With spatial audio, users exploring a 360 video, either by swiping the screen or by moving their head in a VR headset, experience the sound based on where they are looking.
From a production standpoint, this means that we need to:
- Capture at least four channels of audio (front, back, left, right).
- Position these audio directions in relation to the video (using the Facebook 360 Spatial Workstation plugin for Pro Tools or Reaper).
- Create a file that will include both the 360 video and the spatial audio, so that “first-order ambisonic” audio can be “baked” into the video. How we “bake” a video will depend on each platform.
This post is not about the technicalities of this process, because even in the last six months the process has become much easier. Also, you will find plenty of specific instructions and updated how-tos out there. The Facebook 360 Spatial Workstation community really helped me with some aspects of this new audio world we filmmakers are entering.
It was meant to be a “quick” test
Last summer, Princess Nokia (Destiny Frasqueri) was finishing her mixtape “1992.” In her new work, the emerging hip-hop artist looks back at her childhood, so she suggested that we film at her favorite New York City playground.
For this video, we used a six-camera GoPro rig, a 3Dio Omni mic, a lav mic and a Sony camera. The footage you see from the eateries was filmed with a Samsung Gear 360. We were a crew of three: Santiago Garcia was behind a “flat” camera, Brad Schirmer was in charge of the sound, and I was the producer and VR cameraperson.

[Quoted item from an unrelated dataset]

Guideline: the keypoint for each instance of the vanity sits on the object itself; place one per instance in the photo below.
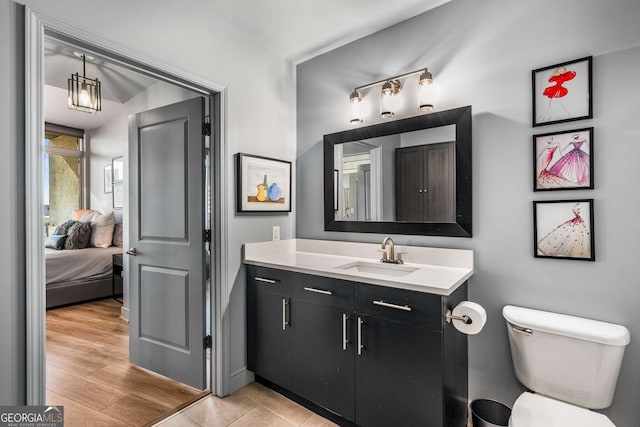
(359, 341)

As if filming with spatial audio wasn’t enough of a challenge, we decided to use our “tri-tripod,” a tripod we built so Santiago and I could put our cameras together and get simultaneous footage. Still, our idea was simple: Capture Princess Nokia with our cameras and a spatial mic all positioned in the same spot.

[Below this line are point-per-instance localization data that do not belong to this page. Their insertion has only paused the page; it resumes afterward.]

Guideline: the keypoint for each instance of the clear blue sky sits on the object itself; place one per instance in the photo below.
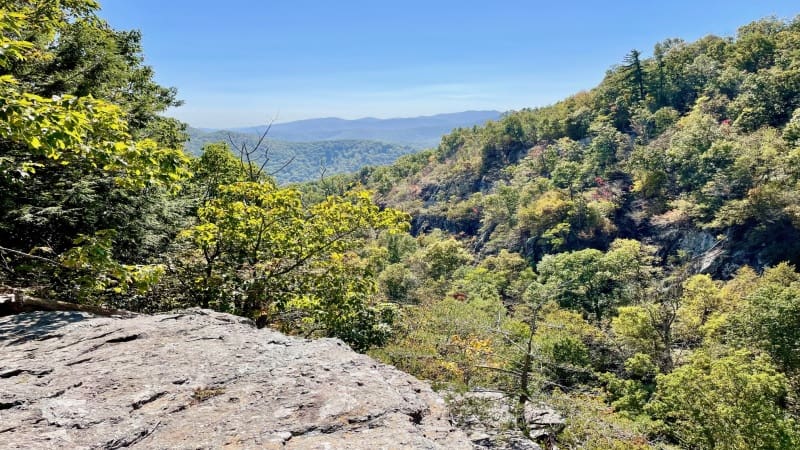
(245, 62)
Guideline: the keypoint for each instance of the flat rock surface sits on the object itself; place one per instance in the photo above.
(200, 379)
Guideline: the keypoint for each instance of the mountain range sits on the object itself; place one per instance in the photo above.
(331, 145)
(422, 132)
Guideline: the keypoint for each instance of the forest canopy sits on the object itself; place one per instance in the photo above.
(626, 255)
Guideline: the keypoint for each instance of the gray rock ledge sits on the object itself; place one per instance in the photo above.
(200, 379)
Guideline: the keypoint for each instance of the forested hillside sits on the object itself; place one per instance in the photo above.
(295, 162)
(626, 255)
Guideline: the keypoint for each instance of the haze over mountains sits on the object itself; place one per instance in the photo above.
(423, 131)
(333, 145)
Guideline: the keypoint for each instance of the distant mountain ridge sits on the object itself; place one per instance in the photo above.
(332, 145)
(305, 161)
(421, 132)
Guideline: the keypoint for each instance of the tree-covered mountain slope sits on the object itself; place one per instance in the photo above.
(624, 256)
(693, 148)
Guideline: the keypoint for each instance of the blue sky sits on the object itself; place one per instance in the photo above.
(247, 62)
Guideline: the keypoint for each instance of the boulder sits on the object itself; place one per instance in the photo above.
(200, 379)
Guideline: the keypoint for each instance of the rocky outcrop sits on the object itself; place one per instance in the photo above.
(489, 421)
(199, 379)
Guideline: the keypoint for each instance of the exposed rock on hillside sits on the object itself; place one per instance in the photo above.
(199, 379)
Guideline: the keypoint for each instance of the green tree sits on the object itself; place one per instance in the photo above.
(264, 254)
(728, 401)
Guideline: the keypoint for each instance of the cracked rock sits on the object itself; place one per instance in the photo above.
(201, 379)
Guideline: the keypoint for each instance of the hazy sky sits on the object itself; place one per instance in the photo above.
(246, 62)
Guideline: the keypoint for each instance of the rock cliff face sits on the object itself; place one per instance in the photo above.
(199, 379)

Our main lesson: Know where your “center” or “main field of view” is
When we arrived at Thomas Jefferson Park, the playground Princess Nokia had chosen, we placed the tri-tripod in the middle of the basketball court. Then we marked the ground to show the artist the area where she would be totally in front of the Sony camera and to ensure she kept a certain distance from the GoPro rig, so we could prevent parallax errors.
When Brad saw that the main action would happen near the mark on the ground, he positioned mic 01 (channel 01) to face that way. In his mind, the “center” of the action was where we had put the mark.

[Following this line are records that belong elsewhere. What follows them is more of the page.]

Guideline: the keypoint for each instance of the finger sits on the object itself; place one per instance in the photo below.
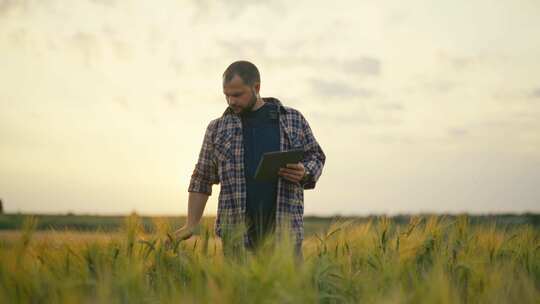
(293, 172)
(290, 177)
(294, 166)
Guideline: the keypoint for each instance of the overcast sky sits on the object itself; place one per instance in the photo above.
(419, 105)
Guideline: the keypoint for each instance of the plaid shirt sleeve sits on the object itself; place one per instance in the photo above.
(205, 173)
(314, 156)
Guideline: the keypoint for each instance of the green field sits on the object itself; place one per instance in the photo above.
(419, 259)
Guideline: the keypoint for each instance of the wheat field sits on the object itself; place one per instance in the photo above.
(430, 260)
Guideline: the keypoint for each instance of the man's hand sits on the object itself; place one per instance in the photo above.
(183, 233)
(293, 172)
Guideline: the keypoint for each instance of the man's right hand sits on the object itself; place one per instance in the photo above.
(183, 233)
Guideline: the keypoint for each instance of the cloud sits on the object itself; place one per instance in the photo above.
(440, 86)
(365, 66)
(9, 6)
(535, 93)
(170, 98)
(391, 106)
(87, 44)
(338, 89)
(458, 132)
(242, 48)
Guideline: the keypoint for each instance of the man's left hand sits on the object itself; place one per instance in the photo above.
(293, 172)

For me, the “center” of the action was something I determined in postproduction, using the Mettle SkyBox plugin to move and place the panorama.
Do you remember Nonny de la Peña’s advice for virtual reality: “Feel your body in the space”? Our lesson also sounds like it emerged from a yoga class: “Feel your body in the space AND know where your center is.” We learned this essential principle the hard way, in postproduction.
During the shoot, Princess Nokia freestyled and talked to the camera while we hid behind the trees. After I reviewed the footage, I decided the best opening would be a segment when she was dancing on one side of the playground. This decision about the video inadvertently shifted the center of the audio.
Our mistake seems really obvious now, but we didn’t realize it right away. Not to say we weren’t facing other headaches. For many days I edited a multilayered video with 10 audio tracks: eight channels + lav + music. I studied the tech specifications for uploading spatial content so I knew exactly what I needed from Brad. Meanwhile Brad was figuring out how to use the Facebook 360 Spatial Workstation audio plugin.
I baked the video and audio over and over again, using a tool called iFFmpeg. And then one day it worked. We had uploaded spatial audio for the first time!
But the audio sounded off.
At first we thought the right side was sounding on the left side. We couldn’t find the glitch. We reviewed the whole process. Was the problem in Premiere? In Pro Tools? Was it in the baking? In the platform? Finally, we realized that the disturbance we were hearing was the 90 degrees of difference between Brad’s original center and my new center in the opening of the video.
Why this lesson is valuable
I’m writing this post just after attending our first Immersive Journalism Meetup in New York City — an event Matt MacVey and I had long talked about organizing so New York journalists working in 360 video and VR could get together and share our experiences.
At this first meetup, we had two discussions: one about narratives and the other about spatial sound. When I was sharing my experience with spatial audio and my lesson about knowing where your center is, Matt surprised us all by commenting that there is a new plugin for spatial sound in Premiere! Thanks, Matt!
I haven’t yet had time to try this new plugin, but (please correct me if I’m wrong) it seems to solve the problem I’ve just described. That’s the beauty of VR in 2016!
In any case, since we know that the better we do in production, the less we need to correct in postproduction, “Know where your center is” could prove a durable lesson.
Thanks Journalism 360 and VR journalism community for pushing me to write this post!